Iran and Turkey block rivals from UN disarmament forum

Turkish soldiers in armoured vehicles in a military operation in northern Syria, 2019. Keystone / EPA / STR

Talks held to bring an end to years of deadlock over disarmament got off to a hostile start at the United Nations (UN) this week when two member states blocked rivals from participating.

The annual Conference on Disarmament, which held its first meeting on Tuesday, opened with controversial manoeuvres from Iran and Turkey who blocked other member states from taking part in the forum.

Turkey stopped longstanding rival Cyprus from attending the talks as an observer while Iran blocked Saudi Arabia and the United Arab Emirates (UAE), in a marked departure from typical UN protocol.

Iran's delegate said Saudi Arabia has used the forum as a platform for a “distraction and disinformation” campaign, calling the capital Riyadh “the largest military offender in the region.”

The actions by Iran and Turkey were widely criticised by other participants, sparking concern over whether the forum would be able to fulfil its purpose as the world's only multilateral conference on disarmament. “As a general principle, exclusion undermines the fundamental concept of multilateralism,” said Tatiana Valovaya, director general of UN Geneva, at the opening meeting.

“If we are going to start picking and choosing then I think this will be the beginning of the end of multilateralism,” the UK's ambassador to the conference Aidan Liddle told the virtual meeting. The UK was joined by many other member states including the United States, the European Union and India in urging Iran and Turkey to reverse their decisions. Although UN members have the ability to block other countries from observing forums, they rarely do so.

US representative Marshall Billingslea said the conference had played “an important role in safeguarding peace and security in the past and one which could do so again in the future, [though] the behaviour of Turkey and Iran this morning calls that into doubt.”

“We have a global arms control infrastructure that has been deeply corroded by the actions of countries such as Iran, but also by the actions of nations such as the Russian Federation and China,” he added. In what he called a “new era of arms control ... only multilateral solutions will have the potential to be enduring.”

Sixty-five member states are due to take part in the talks, which will be held virtually over the next two months. Agreements in the forum are made on consensus and are therefore often impeded by arm-producing states. The last major deal it agreed was the 1996 Comprehensive Nuclear Test Ban Treaty.

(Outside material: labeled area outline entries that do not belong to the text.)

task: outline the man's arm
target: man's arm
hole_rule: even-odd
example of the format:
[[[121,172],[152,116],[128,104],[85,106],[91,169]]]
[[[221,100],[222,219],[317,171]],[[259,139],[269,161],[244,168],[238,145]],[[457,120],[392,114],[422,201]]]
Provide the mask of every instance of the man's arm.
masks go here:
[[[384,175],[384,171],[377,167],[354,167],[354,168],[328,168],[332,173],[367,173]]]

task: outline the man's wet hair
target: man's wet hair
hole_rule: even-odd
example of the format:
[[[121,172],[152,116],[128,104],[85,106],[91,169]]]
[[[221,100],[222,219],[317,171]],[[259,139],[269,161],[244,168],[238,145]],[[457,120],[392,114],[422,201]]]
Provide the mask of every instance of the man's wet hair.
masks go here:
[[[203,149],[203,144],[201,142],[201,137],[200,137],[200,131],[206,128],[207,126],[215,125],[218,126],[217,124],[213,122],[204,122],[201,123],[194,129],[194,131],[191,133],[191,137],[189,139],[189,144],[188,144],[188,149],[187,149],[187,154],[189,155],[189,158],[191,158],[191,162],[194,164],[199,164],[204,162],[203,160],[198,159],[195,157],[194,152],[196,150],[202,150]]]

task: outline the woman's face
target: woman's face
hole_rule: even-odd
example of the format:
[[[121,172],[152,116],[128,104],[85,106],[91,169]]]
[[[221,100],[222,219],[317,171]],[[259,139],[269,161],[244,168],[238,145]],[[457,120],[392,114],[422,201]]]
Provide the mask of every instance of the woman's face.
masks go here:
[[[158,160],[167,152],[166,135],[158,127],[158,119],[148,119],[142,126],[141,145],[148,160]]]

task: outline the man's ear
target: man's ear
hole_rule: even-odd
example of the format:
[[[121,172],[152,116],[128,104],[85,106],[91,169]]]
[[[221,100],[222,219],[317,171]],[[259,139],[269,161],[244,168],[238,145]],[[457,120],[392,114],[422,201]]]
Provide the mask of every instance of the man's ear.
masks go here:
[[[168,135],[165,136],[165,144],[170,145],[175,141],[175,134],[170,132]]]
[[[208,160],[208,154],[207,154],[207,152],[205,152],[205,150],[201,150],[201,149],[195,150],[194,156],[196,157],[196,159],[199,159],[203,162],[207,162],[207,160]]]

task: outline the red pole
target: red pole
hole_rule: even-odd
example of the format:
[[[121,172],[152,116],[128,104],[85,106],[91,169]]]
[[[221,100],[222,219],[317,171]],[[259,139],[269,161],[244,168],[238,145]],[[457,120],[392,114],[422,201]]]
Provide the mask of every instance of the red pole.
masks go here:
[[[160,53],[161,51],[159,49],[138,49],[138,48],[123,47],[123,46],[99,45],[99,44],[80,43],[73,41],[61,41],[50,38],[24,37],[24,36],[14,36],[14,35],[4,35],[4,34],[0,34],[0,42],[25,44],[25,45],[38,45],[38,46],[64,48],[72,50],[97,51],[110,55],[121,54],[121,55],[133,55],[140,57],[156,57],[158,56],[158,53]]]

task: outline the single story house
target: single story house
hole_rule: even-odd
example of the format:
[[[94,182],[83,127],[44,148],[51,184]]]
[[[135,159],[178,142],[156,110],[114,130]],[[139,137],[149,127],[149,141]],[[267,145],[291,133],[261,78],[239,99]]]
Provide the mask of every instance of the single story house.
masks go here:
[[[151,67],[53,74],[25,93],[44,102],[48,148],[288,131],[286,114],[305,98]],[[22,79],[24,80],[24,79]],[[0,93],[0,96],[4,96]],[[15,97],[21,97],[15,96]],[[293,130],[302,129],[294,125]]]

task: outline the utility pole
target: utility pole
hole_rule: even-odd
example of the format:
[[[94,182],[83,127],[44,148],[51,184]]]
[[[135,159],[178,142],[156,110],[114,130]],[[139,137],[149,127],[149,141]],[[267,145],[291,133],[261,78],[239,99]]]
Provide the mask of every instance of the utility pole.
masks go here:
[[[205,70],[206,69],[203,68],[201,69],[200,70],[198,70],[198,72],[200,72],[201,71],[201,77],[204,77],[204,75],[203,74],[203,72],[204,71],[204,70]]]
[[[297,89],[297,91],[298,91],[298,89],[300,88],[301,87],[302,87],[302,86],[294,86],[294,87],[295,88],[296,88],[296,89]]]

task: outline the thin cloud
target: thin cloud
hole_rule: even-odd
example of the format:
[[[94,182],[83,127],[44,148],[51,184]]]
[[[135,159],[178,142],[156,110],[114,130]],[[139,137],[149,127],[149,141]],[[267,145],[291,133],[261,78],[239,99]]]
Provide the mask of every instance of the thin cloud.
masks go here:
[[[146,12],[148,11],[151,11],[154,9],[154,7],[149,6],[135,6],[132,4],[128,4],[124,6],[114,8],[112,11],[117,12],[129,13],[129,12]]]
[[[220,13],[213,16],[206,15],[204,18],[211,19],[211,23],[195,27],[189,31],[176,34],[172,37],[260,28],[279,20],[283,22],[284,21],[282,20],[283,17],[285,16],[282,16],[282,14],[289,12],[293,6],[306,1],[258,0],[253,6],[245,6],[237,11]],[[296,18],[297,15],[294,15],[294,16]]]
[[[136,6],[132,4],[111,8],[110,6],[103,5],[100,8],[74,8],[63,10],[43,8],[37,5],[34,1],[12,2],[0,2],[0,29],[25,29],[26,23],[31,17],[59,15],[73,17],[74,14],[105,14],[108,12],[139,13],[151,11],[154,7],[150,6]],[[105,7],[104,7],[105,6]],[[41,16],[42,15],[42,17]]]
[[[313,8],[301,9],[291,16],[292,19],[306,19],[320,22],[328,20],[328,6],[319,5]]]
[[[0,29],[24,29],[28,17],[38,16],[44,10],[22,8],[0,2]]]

Ahead of the hostile opening meeting, the conference’s current president Ambassador Marc Pecsteen of Belgium said it hoped to set out a work programme “after too many years of deadlock”.

Speaking during Tuesday’s meeting, Valovaya said she was “disappointed” with how the conference had begun, but looked ahead to the forum’s agenda, which would be “marked by important events for the global nuclear disarmament, non-proliferation and arms control regimes.”

“In this sense, the hardest challenges but also the greatest opportunities lie ahead,” she said, calling for members to find “the sense of urgency necessary to contribute to their success and reverse the dangerous trends witnessed over the past few years.”

A number of conventions that were not discussed in 2020 due to Covid-19 disruption will feature high up on the forum’s agenda this year, including the Biological Weapons Convention and the Nuclear Non-Proliferation Treaty, hailed as a long-awaited resumption to global nuclear discussions.

Postponed talks on the Convention on Certain Conventional Weapons, which drew concern from human rights activists and UN secretary general Antonio Guterres, are also due to be held. Guterres was joined by human rights campaigners around the world last August in calling for a ban on “morally repugnant and politically unacceptable” lethal autonomous weapons, or “killer robots”, after the forum’s meeting on the convention was delayed due to the pandemic.